The only land based service that could even be considered better (channel offerings) than DirecTV would be Verizon FIOS.
...And AT&T U-verse. And Bright House. And Cablevision. And Charter. And Comcast. And Cox. And Google Fiber. And Time Warner Cable. And WOW.
I don't know what year you're living in, but as of 2012,
DirecTV's channel lineup is officially atrocious. In terms of the number of HD channels they carry, DirecTV is behind every single provider except for a handful of podunk Midwest cable providers like CableOne, Mediacom, and Suddenlink. Dish Network carries more HD channels than DirecTV. Now, personally, I'm living in the year 2012. "Standard" definition is no longer "standard" for me. In fact, it's completely unacceptable. It has been for a decade now. So DirecTV isn't even part of the equation when they are missing over half the nation's HD networks (There's 232 national HD channels in the United States. DirecTV carries just 112 of them.)

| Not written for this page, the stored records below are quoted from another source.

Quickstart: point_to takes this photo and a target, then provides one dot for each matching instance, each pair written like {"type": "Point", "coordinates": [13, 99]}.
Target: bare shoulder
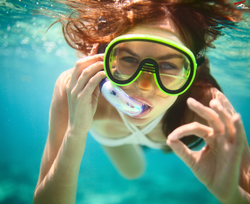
{"type": "Point", "coordinates": [61, 82]}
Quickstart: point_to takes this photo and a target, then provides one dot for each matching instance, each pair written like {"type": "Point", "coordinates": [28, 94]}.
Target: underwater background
{"type": "Point", "coordinates": [30, 62]}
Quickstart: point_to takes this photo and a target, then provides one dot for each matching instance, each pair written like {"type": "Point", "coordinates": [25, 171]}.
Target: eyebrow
{"type": "Point", "coordinates": [171, 56]}
{"type": "Point", "coordinates": [128, 51]}
{"type": "Point", "coordinates": [164, 57]}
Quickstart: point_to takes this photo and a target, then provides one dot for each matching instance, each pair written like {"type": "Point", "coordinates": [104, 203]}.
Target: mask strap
{"type": "Point", "coordinates": [199, 60]}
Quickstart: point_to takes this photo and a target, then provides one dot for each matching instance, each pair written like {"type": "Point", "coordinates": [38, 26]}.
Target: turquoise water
{"type": "Point", "coordinates": [31, 60]}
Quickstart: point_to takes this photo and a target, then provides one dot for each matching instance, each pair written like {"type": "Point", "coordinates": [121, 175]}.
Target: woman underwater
{"type": "Point", "coordinates": [158, 59]}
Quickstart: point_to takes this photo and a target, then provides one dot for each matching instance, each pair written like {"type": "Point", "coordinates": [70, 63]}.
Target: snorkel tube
{"type": "Point", "coordinates": [120, 100]}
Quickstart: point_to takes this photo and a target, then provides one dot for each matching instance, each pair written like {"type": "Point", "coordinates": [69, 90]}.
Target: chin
{"type": "Point", "coordinates": [138, 121]}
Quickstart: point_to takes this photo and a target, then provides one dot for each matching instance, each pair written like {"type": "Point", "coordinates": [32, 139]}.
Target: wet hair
{"type": "Point", "coordinates": [198, 22]}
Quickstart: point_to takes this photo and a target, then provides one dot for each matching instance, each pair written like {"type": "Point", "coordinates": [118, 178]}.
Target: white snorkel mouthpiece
{"type": "Point", "coordinates": [120, 100]}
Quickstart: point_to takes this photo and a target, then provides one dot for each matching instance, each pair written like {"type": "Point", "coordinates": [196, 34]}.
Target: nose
{"type": "Point", "coordinates": [146, 81]}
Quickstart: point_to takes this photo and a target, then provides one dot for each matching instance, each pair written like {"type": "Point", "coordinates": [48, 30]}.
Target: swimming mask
{"type": "Point", "coordinates": [172, 65]}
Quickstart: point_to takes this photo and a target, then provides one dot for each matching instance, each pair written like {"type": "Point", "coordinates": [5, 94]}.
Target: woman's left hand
{"type": "Point", "coordinates": [217, 164]}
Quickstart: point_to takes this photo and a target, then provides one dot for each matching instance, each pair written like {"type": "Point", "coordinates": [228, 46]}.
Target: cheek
{"type": "Point", "coordinates": [166, 103]}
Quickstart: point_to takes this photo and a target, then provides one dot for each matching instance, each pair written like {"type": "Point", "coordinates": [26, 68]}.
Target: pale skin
{"type": "Point", "coordinates": [222, 165]}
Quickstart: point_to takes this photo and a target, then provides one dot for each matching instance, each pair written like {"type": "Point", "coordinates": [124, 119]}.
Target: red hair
{"type": "Point", "coordinates": [199, 23]}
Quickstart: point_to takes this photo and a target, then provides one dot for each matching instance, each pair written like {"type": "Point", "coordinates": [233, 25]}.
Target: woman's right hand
{"type": "Point", "coordinates": [83, 93]}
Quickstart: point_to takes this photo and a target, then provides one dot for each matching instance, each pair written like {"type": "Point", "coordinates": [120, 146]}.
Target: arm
{"type": "Point", "coordinates": [221, 163]}
{"type": "Point", "coordinates": [72, 109]}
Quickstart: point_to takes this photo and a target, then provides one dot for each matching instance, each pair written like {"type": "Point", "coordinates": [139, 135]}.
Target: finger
{"type": "Point", "coordinates": [92, 84]}
{"type": "Point", "coordinates": [94, 49]}
{"type": "Point", "coordinates": [183, 152]}
{"type": "Point", "coordinates": [80, 65]}
{"type": "Point", "coordinates": [194, 128]}
{"type": "Point", "coordinates": [240, 135]}
{"type": "Point", "coordinates": [86, 75]}
{"type": "Point", "coordinates": [229, 129]}
{"type": "Point", "coordinates": [208, 114]}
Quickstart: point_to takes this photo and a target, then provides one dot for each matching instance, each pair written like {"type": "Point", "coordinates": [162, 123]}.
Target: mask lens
{"type": "Point", "coordinates": [173, 69]}
{"type": "Point", "coordinates": [123, 64]}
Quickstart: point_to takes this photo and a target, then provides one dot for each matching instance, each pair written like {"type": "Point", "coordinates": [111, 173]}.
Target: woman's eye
{"type": "Point", "coordinates": [129, 59]}
{"type": "Point", "coordinates": [167, 66]}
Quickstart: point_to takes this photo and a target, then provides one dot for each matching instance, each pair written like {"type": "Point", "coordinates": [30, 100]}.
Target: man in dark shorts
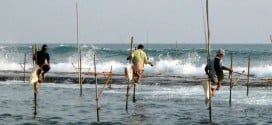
{"type": "Point", "coordinates": [215, 70]}
{"type": "Point", "coordinates": [42, 59]}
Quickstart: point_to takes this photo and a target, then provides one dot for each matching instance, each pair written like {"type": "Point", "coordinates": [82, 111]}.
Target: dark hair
{"type": "Point", "coordinates": [44, 47]}
{"type": "Point", "coordinates": [140, 46]}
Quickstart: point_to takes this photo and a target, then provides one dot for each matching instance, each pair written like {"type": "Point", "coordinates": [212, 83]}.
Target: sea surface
{"type": "Point", "coordinates": [156, 104]}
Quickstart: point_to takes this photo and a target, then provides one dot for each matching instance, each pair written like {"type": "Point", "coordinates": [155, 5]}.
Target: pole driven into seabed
{"type": "Point", "coordinates": [24, 67]}
{"type": "Point", "coordinates": [35, 86]}
{"type": "Point", "coordinates": [248, 75]}
{"type": "Point", "coordinates": [80, 73]}
{"type": "Point", "coordinates": [78, 49]}
{"type": "Point", "coordinates": [96, 92]}
{"type": "Point", "coordinates": [208, 57]}
{"type": "Point", "coordinates": [230, 77]}
{"type": "Point", "coordinates": [128, 83]}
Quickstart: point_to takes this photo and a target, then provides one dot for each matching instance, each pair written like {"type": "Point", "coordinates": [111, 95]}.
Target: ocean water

Now in terms of picture quality? That's a different story. It varies by provider, but DirecTV would be solidly middle-of-the-road. It's a race to the bottom for every TV provider in the U.S. when it comes to picture quality. American pay TV providers are all terrible in their own special way.
DirecTV re-encodes everything to low bitrate H.264. So you won't see macroblocking, but you won't see any detail either. The cable providers re-encode everything to MPEG-2 at 2-3x the bitrate of DirecTV. So you will see artifacts, but you will also see some detail.
If you want to watch proper high definition your only option is Blu-ray, the few remaining unencrypted network fronthauls on FTA C/Ku band, and backhauls. Because what these cable/telco/satellite providers are selling you when it comes to "HD" is a steaming pile of horse sh*t.